Google's risky return to China
Google plans to formally reenter the China market by making its search engine compliant with Chinese cyberspace regulations. Google representatives have reportedly been meeting with Chinese officials to discuss details of the process. If Google can meet all of Beijing's requirements, a Google mobile app may be available in China by early 2019.
As far as flip-flops go, this is a big one: Google exited China in 2010 amidst security problems with Gmail and a stand-off with Beijing over requirements to censor its search results. Observers said that Google was standing up for free speech. To evade censors, Google redirected its China search results to Google Hong Kong. By 2014, Beijing had completely blocked access to Google and Gmail on the Chinese internet.

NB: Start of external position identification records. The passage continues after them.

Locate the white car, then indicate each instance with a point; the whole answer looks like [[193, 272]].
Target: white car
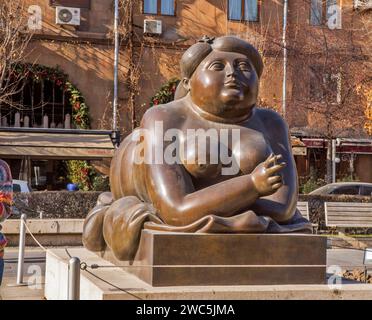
[[21, 186]]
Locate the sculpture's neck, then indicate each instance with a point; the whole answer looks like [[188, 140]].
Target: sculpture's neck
[[211, 117]]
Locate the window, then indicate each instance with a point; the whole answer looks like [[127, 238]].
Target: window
[[34, 101], [164, 7], [321, 11], [70, 3], [246, 10]]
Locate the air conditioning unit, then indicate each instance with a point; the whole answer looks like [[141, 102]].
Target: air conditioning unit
[[362, 4], [152, 26], [67, 15]]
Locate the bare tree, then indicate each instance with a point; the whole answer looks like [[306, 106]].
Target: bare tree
[[14, 40]]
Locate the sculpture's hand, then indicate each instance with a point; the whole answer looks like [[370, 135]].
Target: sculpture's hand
[[264, 175]]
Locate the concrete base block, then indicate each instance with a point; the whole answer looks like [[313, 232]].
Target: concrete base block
[[189, 259], [109, 282]]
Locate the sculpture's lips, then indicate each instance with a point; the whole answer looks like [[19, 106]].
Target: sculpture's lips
[[232, 85]]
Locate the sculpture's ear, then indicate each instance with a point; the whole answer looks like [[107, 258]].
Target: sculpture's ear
[[186, 83]]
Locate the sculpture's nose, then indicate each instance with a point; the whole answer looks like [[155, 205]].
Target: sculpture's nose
[[230, 70]]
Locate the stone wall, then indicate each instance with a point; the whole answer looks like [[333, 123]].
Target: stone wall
[[316, 208], [55, 204]]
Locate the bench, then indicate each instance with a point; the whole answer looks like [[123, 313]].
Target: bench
[[303, 207], [348, 214]]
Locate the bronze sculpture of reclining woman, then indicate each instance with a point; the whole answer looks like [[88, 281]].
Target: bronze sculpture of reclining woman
[[218, 91]]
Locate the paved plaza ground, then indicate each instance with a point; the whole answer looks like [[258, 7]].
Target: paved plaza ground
[[35, 263]]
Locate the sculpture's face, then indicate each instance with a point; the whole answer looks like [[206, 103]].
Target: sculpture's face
[[225, 84]]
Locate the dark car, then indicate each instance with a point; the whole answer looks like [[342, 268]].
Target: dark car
[[352, 188]]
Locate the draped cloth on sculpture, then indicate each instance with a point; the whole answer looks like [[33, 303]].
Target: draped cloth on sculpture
[[121, 222]]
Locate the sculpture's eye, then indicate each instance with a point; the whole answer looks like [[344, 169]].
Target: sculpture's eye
[[244, 66], [216, 66]]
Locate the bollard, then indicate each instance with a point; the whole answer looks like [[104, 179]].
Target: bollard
[[73, 290], [21, 251]]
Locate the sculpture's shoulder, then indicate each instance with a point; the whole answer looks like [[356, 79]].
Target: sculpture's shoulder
[[169, 115]]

Fast forward to August 2018: Google is eager to reenter the China market. This is the same firm that has positioned itself as a champion of progressivism, highlighted by the slogan "Don't be evil" in its code of conduct - at least until recently. In June, Google announced that it would not renew its contract with the U.S. military to develop AI image recognition software for drones.
The company's decision came amidst revolt in the ranks. More than 4,000 employees signed a public petition calling for Google to sever ties with the Department of Defense. "We believe that Google should not be in the business of war," the letter stated.
Fair enough. The company's employees have a valid point about ethical use of artificial intelligence (AI). But there are ethical issues around censorship too. By wavering on its professed core values, Google is weakening its brand. And the political optics are poor. Trade tensions are running high between Washington and Beijing. The U.S. is restricting Chinese investment in U.S. technology for national-security reasons. The Trump administration and Congress could move to scrutinize Google's ties with China.
In an August letter, a bipartisan group of six U.S. senators asked Google CEO Sundar Pichai to explain in detail the company's plan to reenter China. Complying with "onerous censorship requirements...would set a worrying precedent for other companies seeking to do business in China without compromising their core values," the senators wrote.
Others say that Google's overtures to Beijing could complicate the Trump administration's efforts to win concessions in the trade dispute. "The Trump administration’s drive to stop China’s forced technology transfer and intellectual property theft was the impetus for the current trade war," notes an August 11 commentary in The Post and Courier, a South Carolina newspaper. "Having one of the United States’ largest tech giants strike a side deal with Beijing undermines the entire effort."
Moreover, in the time that Google has been absent from China, a formidable domestic tech ecosystem has emerged dominated by Alibaba, Tencent and Baidu. Microsoft is ubiquitous in desktop computing, but that's the exception, not the rule. There is no alternative, much as Chinese smartphone vendors have no alternative to Google's Android operating system.
However, Baidu has long been China's king of search. Many Chinese internet users have little or no experience using Google. A virtual-private network (VPN) is required to access Google's search engine in China, but most Chinese netizens don't have VPNs.
A recent Sina survey of 17,500 Chinese internet users cited by Wired found that 72.8% respondents would prefer Google to Baidu. That sounds promising for Google. Yet Beijing has long shielded its internet companies from global competitors. By simply complying with the laws of Chinese cyberspace, will Google enjoy unfettered freedom to operate its search engine in China?
Analysts say that Google also has its eye on China's vast cloud-computing market, the world's second largest, which is dominated by local companies. In January, Google signed a patent-sharing deal with Tencent. The two companies agreed to jointly develop "future technologies."
Google needs to be careful. China's IPR protection environment remains inconsistent. With Sino-U.S. relations strained, the economic-espionage risk is considerable. Just ask Apple, whose self-driving car secrets were stolen by a former employee - a Chinese national - from the firm’s Cupertino headquarters in April. Meanwhile, Google has established an AI R&D center in Beijing and is sharing AI software with local partners. The company reckons such moves will lay the groundwork for an enduring, profitable China business.
Don't bet the farm on it. "You can never say never, but that is an incredibly tough proposition," Synergy analyst John Dinsdale told Wired, in a reference to Google's chances of success in China's cloud-computing market.